Tutorial: Develop a Simple Function

Nov 18, 2016

You can create complex functions having advanced features, but for example purposes, this tutorial covers how to create a simple MASK function. You extend the Drill query engine using the Drill Simple Function interface:

package org.apache.drill.exec.expr;

import org.apache.drill.exec.record.RecordBatch;

public interface DrillSimpleFunc extends DrillFunc{
  public void setup();
  public void eval();
}

The MASK function transforms the value of a column on each row. The function masks characters in a string, as shown by the following pseudo-code:

MASK( 'PASSWORD' , '#' , 4 ) => ####WORD

The MASK function replaces a given number of characters from the beginning of a string with another character. In this example, MASK replaces four characters with the # character.

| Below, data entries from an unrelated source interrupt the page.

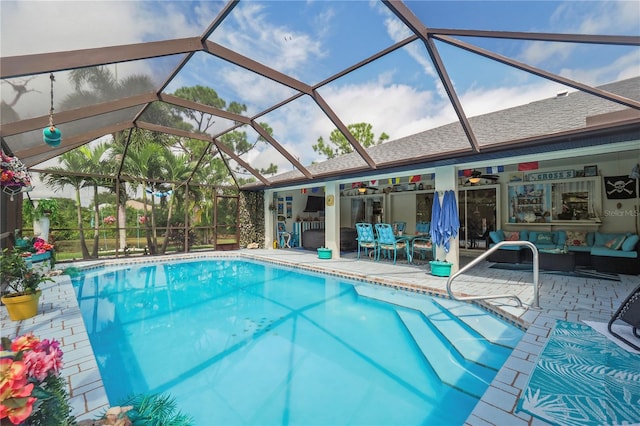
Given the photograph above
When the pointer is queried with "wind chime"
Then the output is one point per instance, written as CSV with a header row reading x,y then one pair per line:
x,y
51,135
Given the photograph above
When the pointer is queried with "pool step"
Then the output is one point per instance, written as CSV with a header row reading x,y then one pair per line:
x,y
488,326
450,367
467,341
476,319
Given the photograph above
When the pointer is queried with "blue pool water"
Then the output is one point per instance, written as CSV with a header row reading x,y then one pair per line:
x,y
240,342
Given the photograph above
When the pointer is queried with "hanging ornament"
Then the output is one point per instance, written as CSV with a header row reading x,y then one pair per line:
x,y
51,135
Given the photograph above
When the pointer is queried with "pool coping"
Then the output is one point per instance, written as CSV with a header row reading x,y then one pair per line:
x,y
60,318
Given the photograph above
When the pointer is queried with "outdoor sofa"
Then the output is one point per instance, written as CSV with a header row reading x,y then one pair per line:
x,y
604,252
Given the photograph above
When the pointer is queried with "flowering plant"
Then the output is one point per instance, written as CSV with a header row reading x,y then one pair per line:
x,y
16,277
41,246
14,172
30,383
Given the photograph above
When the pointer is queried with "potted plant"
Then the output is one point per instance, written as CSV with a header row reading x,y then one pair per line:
x,y
34,392
44,211
20,285
47,207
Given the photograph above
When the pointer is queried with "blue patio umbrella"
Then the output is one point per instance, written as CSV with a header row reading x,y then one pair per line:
x,y
449,220
436,229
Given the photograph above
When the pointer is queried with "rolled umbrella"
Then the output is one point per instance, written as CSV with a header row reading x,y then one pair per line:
x,y
435,231
449,219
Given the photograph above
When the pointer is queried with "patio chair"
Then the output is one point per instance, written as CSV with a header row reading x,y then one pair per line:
x,y
284,237
399,227
628,312
388,242
423,228
366,238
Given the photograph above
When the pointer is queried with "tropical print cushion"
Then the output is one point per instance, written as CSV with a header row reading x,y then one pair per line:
x,y
615,243
576,238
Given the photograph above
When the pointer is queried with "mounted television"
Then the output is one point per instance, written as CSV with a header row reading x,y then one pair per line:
x,y
314,204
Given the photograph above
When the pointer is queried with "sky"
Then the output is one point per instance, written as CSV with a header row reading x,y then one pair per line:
x,y
399,94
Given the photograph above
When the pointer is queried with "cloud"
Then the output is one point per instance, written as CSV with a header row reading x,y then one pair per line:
x,y
611,17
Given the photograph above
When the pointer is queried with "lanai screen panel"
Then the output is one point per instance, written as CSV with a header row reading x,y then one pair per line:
x,y
398,94
231,83
37,151
54,26
309,41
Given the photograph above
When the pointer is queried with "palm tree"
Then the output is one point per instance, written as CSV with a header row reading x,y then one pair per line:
x,y
71,161
98,84
94,164
143,163
176,168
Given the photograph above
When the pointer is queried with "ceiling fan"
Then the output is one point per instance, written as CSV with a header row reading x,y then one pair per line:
x,y
476,175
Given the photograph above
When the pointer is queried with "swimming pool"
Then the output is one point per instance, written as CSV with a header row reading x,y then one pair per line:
x,y
241,342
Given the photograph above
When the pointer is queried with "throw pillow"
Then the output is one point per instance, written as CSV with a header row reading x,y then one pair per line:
x,y
544,238
496,236
576,238
512,236
615,243
630,242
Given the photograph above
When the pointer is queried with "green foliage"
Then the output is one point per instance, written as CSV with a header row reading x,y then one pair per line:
x,y
17,275
54,409
361,132
155,410
47,206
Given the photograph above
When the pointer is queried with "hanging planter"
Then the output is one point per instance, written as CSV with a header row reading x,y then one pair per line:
x,y
14,176
51,135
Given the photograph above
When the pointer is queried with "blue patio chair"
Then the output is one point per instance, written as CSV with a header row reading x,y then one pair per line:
x,y
422,242
366,238
284,237
423,228
388,242
398,227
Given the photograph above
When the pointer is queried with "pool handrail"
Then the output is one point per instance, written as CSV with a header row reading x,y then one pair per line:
x,y
474,262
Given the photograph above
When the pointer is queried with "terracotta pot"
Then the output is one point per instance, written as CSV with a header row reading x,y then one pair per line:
x,y
22,307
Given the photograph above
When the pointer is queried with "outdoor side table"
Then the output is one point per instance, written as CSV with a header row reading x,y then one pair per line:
x,y
556,260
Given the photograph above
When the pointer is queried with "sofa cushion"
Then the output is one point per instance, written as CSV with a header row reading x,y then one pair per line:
x,y
576,238
603,251
580,249
601,239
512,236
497,236
544,238
615,243
630,242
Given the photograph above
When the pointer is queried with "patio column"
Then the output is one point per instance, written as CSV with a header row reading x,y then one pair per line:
x,y
446,178
269,219
332,218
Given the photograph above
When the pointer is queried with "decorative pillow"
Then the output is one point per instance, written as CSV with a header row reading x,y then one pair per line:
x,y
630,242
576,238
544,238
496,236
615,243
512,236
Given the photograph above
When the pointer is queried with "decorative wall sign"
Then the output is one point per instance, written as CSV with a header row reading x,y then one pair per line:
x,y
558,174
620,187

You can get the complete project for creating and building this function from the drill-simple-mask-function Github repository.

Prerequisites


Step 1: Add dependencies

First, add the following Drill dependency to your maven project:

 <dependency>
     <groupId>org.apache.drill.exec</groupId>
     <artifactId>drill-java-exec</artifactId>
     <version>1.1.0</version>
 </dependency>

Step 2: Add annotations to the function template

To start implementing the DrillSimpleFunc interface, add the following annotations to the @FunctionTemplate declaration:

  • Name of the custom function name="mask"
  • Scope of the custom function, in this case, Simple scope= FunctionTemplate.FunctionScope.SIMPLE
  • What to do when the value is NULL, in this case Reverse will just returns NULL nulls = FunctionTemplate.NullHandling.NULL_IF_NULL
. . .
package org.apache.drill.contrib.function;

import org.apache.drill.exec.expr.DrillSimpleFunc;
import org.apache.drill.exec.expr.annotations.FunctionTemplate;

@FunctionTemplate(
        name="mask",
        scope= FunctionTemplate.FunctionScope.SIMPLE,
        nulls = FunctionTemplate.NullHandling.NULL_IF_NULL
)
public class SimpleMaskFunc implements DrillSimpleFunc{

    public void setup() {

    }

    public void eval() {

    }
}

Step 3: Declare input parameters

The function will be generated dynamically, as you can see in the DrillSimpleFuncHolder, and the input parameters and output holders are defined using holders by annotations. Define the parameters using the @Param annotation.

  • A nullable string
  • The mask char or string
  • The number of characters to replace starting from the first

Use a holder classes to provide a buffer to manage larger objects in an efficient way: VarCharHolder or NullableVarCharHolder.

. . .
public class SimpleMaskFunc implements DrillSimpleFunc {

    @Param
    NullableVarCharHolder input;

    @Param(constant = true)
    VarCharHolder mask;

    @Param(constant = true)
    IntHolder toReplace;
. . .
}

Note

Drill doesn’t actually use the Java heap for data being processed in a query but instead keeps this data off the heap and manages the life-cycle for us without using the Java garbage collector.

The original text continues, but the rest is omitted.